Barry Leif of Rashba & Pokart stressed the need for more cooperation between manufacturers and retailers to help gain the advantages of fast turnover and deliveries.

"Retailers are putting more pressure on their manufacturers while at the same time cutting their markups.

"If an item becomes hot at retail, manufacturers cannot always get enough fabric to capitalize on it," Leif said. His solution lies in better communication between retailers and manufacturers, "who need to cooperate to equalize the flow of production." To keep expenses in line, Lubow advised that companies find ways to reduce costs in significant areas, such as monitoring health-care costs, shopping for better corporate interest rates and cutting sample costs. Sample costs are a particularly difficult challenge for designer firms, he noted.

The accountants agreed that manufacturers need to evaluate ways to minimize personnel by creating better systems for procedures and implementing computers.

To reach the desirable goal of increasing volume with rising overhead, Stanley Sachs, Weinick Sanders & Co., advised that manufacturers make use of outside services, whether they're factoring companies or a growing array of production activities.

"At times like these, apparel manufacturers can draw upon outside professionals in defining management objectives and suggest ways to reduce costs and create more efficiencies," Soble said. To further develop volume, Soble said manufacturers should look to export opportunities."We do a great job of importing, but we need to learn to export to the rest of the world," he said. Stressing the desirability abroad of U.S. labels such as Levi's, he maintained that trade agreements with Eastern Europe, South and Central America, Mexico and Canada will continue to bolster the manufacturing businesses.

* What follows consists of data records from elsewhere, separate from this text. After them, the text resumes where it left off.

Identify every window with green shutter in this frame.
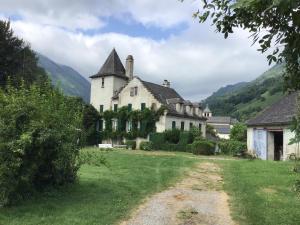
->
[99,120,103,131]
[114,104,118,112]
[172,121,176,130]
[128,104,132,112]
[180,121,184,131]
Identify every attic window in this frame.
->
[130,87,138,96]
[101,77,104,88]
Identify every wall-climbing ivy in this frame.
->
[101,106,166,139]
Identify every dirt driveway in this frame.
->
[121,162,235,225]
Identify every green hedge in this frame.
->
[126,140,136,150]
[179,132,194,145]
[164,129,181,144]
[191,140,215,155]
[150,133,166,150]
[219,140,247,156]
[140,141,152,151]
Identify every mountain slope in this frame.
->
[203,65,284,121]
[38,54,90,102]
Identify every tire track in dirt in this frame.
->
[120,162,235,225]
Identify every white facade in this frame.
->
[247,126,300,160]
[90,50,206,136]
[90,76,127,111]
[91,77,206,137]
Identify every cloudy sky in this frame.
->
[0,0,268,100]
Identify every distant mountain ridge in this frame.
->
[203,64,284,121]
[37,54,91,102]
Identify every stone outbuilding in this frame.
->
[247,92,299,160]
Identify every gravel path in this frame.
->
[121,163,235,225]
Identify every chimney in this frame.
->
[126,55,134,80]
[163,80,170,88]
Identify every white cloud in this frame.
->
[0,0,267,100]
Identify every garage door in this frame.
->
[253,130,267,159]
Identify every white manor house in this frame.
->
[90,49,206,136]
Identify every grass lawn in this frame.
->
[0,149,197,225]
[219,160,300,225]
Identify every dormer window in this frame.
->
[101,77,104,88]
[130,87,138,96]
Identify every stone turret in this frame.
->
[126,55,134,80]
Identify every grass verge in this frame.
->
[0,148,197,225]
[219,160,300,225]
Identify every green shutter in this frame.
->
[181,121,184,131]
[172,121,176,130]
[114,104,118,112]
[99,120,103,131]
[128,104,132,112]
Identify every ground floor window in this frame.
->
[114,104,118,112]
[180,121,184,131]
[172,121,176,130]
[128,103,132,112]
[127,120,132,132]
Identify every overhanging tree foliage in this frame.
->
[0,20,47,87]
[194,0,300,90]
[0,84,82,206]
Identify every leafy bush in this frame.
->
[179,132,194,145]
[140,141,152,151]
[0,84,82,205]
[230,123,247,142]
[165,129,180,144]
[158,143,186,152]
[191,140,215,155]
[219,140,247,156]
[126,140,136,150]
[150,133,166,150]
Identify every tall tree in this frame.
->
[194,0,300,90]
[0,20,47,87]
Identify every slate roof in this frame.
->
[90,49,128,80]
[207,116,238,124]
[203,105,211,113]
[247,92,300,126]
[140,79,206,120]
[212,125,230,134]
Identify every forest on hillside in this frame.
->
[203,65,284,121]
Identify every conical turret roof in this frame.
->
[91,49,128,79]
[203,104,211,113]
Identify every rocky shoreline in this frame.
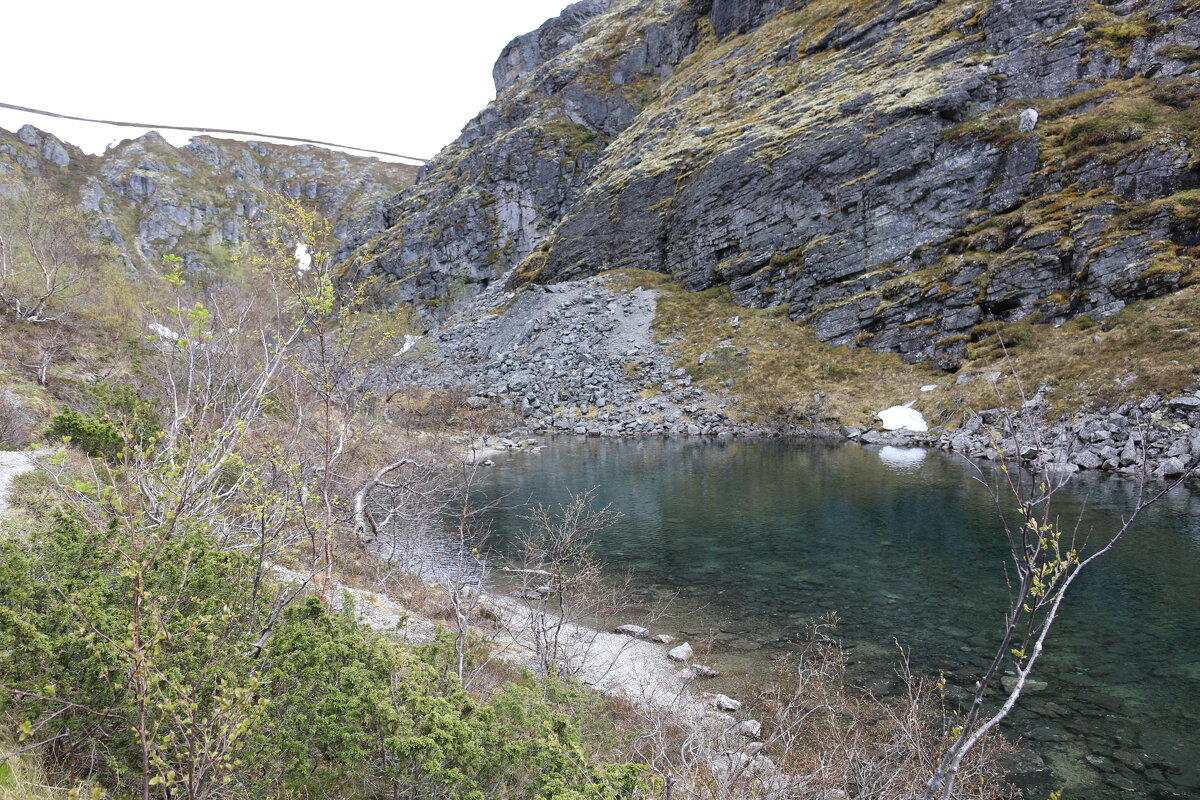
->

Meanwhile, it's pointed out, manufacturers throughout the apparel industry continue to be hit with increased demands from retailers as they push for lower costs, promotional money and chargebacks. While the accountants' views differ as to who's suffering and who's moving ahead, there is general agreement that it's not an easy time.

Citing a significant cut in the number of retailers in the marketplace, Sachs said that business for apparel manufacturers "continues to be very tough."

Larger companies, who maintain strong market positions with low markups, are more stable than their smaller counterparts. Sachs said that it remains questionable as to whether manufacturers with a smaller base will survive.

"Across the board, business for apparel manufacturers is not improving," said Mahoney, Cohen's Lubow. He noted that manufacturers are taking more markdowns and continue to be hurt by buyers aiming to strengthen their margins.

According to Lubow, although some niches are doing better, including casual lower-end apparel manufacturers, no categories are outstanding. He said that lower-priced women's apparel generally is outpacing more expensive lines. Lubow added that stores have allotted less space for better apparel, allowing the moderate-priced and more casual apparel to claim a greater position in the stores.

Leif said that low-end casual categories are also facing resistance.

"Middle-market working women's apparel is holding its own, but not performing as the manufacturers would like it to," Leif added. In Sachs' view, "the budget manufacturers are doing better while others are struggling."

However, Soble contended, "All manufacturers have found resistance in the marketplace." Overall, the market for women's apparel has been more volatile than men's, he added.